I bought 10 albums this year, and three of those as presents for other people. A couple of years ago that number would be closer to 70, and it’s not like I listened to any less music in 2011 than I have in the past. The difference is made up by Spotify.

I fell for Spotify pretty hard in 2009, signed up for the Premium service as soon as it was launched, and have happily paid my £9.99 per month ever since to enjoy ‘unlimited’ access to a huge variety of music. The service seemed tailor made for me: as much new music as I could find time to listen to, synced to my iPod inside a well designed app and updateable at any time via wi-fi. I used Spotify, in both its desktop and portable incarnations, a heck of a lot in 2010, and in 2011 it became my default means of listening to music. Of the 20 albums on my year-end list I own only four, and all but one of those was discovered via Spotify.

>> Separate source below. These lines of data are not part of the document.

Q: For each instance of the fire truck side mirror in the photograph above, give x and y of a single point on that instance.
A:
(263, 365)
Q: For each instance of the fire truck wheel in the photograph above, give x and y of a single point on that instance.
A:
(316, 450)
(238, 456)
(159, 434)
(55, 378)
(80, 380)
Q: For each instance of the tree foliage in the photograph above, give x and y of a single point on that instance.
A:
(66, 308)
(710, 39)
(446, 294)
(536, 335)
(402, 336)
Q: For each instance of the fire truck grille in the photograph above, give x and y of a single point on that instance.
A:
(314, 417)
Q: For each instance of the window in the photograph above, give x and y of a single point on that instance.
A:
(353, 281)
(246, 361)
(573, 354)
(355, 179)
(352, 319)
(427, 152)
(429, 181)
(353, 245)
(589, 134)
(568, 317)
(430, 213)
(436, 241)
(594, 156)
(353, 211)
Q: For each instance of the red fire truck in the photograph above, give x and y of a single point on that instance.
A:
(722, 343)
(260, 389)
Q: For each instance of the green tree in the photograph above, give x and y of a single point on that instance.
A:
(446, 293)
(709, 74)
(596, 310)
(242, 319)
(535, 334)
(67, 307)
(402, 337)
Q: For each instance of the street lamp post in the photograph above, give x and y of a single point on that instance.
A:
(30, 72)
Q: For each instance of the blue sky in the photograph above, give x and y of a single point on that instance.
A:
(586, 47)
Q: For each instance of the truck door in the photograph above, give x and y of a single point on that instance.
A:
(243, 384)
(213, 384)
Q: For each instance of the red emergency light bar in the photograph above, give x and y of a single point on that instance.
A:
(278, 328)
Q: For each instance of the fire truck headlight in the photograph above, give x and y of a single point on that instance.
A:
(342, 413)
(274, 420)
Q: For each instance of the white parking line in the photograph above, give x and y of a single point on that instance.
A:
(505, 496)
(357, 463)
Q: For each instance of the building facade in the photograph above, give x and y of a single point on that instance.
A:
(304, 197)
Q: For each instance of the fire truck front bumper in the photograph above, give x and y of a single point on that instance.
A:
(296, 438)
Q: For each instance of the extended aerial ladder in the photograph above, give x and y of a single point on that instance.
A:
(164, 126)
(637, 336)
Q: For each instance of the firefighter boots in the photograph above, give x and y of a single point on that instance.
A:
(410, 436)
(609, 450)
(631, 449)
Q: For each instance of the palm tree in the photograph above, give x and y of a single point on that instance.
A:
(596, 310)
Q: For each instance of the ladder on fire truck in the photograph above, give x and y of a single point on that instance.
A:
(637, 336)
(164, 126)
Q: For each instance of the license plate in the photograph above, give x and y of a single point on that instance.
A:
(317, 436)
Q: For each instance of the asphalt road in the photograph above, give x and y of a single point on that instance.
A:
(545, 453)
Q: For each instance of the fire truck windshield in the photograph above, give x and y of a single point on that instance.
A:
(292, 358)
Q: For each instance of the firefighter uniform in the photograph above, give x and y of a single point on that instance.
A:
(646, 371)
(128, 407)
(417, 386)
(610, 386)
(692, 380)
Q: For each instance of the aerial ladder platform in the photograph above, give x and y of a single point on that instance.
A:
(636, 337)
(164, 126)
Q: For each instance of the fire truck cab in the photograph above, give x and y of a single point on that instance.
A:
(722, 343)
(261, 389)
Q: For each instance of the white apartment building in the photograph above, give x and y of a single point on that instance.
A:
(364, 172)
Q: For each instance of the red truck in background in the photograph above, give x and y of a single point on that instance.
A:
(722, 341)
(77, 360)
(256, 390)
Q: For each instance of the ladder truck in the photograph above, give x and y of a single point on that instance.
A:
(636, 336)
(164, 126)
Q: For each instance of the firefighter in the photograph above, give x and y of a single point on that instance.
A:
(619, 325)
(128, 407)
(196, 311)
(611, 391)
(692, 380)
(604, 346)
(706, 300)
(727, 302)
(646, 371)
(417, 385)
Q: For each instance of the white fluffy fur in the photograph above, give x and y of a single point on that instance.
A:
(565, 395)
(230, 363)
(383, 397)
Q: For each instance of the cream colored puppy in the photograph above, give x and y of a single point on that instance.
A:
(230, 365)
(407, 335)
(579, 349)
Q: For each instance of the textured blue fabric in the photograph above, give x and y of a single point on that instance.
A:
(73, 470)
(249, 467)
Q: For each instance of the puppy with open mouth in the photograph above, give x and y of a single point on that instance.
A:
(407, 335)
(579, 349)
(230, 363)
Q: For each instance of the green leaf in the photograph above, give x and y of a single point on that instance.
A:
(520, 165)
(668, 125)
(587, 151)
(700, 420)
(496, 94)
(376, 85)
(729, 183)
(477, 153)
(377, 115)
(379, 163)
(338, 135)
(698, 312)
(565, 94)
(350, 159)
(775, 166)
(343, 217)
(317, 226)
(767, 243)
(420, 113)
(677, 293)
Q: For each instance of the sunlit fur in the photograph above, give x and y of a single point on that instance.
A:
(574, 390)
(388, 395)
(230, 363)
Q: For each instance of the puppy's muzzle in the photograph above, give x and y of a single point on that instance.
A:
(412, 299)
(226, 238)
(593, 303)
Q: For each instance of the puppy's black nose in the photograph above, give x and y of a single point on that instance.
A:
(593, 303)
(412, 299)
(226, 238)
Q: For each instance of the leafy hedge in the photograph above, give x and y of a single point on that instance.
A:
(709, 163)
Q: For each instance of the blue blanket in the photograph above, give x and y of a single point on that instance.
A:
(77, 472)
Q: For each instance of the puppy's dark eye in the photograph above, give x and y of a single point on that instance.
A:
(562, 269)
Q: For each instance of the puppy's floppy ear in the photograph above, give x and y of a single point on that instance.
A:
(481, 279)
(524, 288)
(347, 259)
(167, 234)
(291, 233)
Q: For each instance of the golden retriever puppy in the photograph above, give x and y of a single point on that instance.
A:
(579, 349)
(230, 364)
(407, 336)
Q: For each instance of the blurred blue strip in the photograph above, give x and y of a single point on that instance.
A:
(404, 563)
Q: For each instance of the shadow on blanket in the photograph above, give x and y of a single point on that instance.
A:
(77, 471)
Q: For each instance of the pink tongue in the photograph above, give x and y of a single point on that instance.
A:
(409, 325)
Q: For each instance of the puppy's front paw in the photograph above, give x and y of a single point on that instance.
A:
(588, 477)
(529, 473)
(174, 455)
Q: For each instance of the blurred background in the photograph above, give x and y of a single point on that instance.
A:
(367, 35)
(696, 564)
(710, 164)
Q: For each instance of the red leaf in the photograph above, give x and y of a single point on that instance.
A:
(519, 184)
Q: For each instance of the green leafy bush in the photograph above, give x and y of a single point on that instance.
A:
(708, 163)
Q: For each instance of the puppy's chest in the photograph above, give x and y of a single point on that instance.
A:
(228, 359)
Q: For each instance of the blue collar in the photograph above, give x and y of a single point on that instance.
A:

I’ve experiences a few glitches with the service, such as a couple of occasions when the iOS app would suddenly decide it needed login credentials to proceed, and would then not be able to use them because I was on a train and didn’t have a net connection. I’ve also run afoul of the admittedly rare circumstance of having an album disappear from the service, rendering itself unplayable – this happened to Das Racist’s Relax this year, which I’d been enjoying for a few weeks before it was pulled from Spotify for reasons unknown, leaving me with a dead playlist. But these are fairly minor problems, easily outweighed by the positive experience of using the experience for the most part.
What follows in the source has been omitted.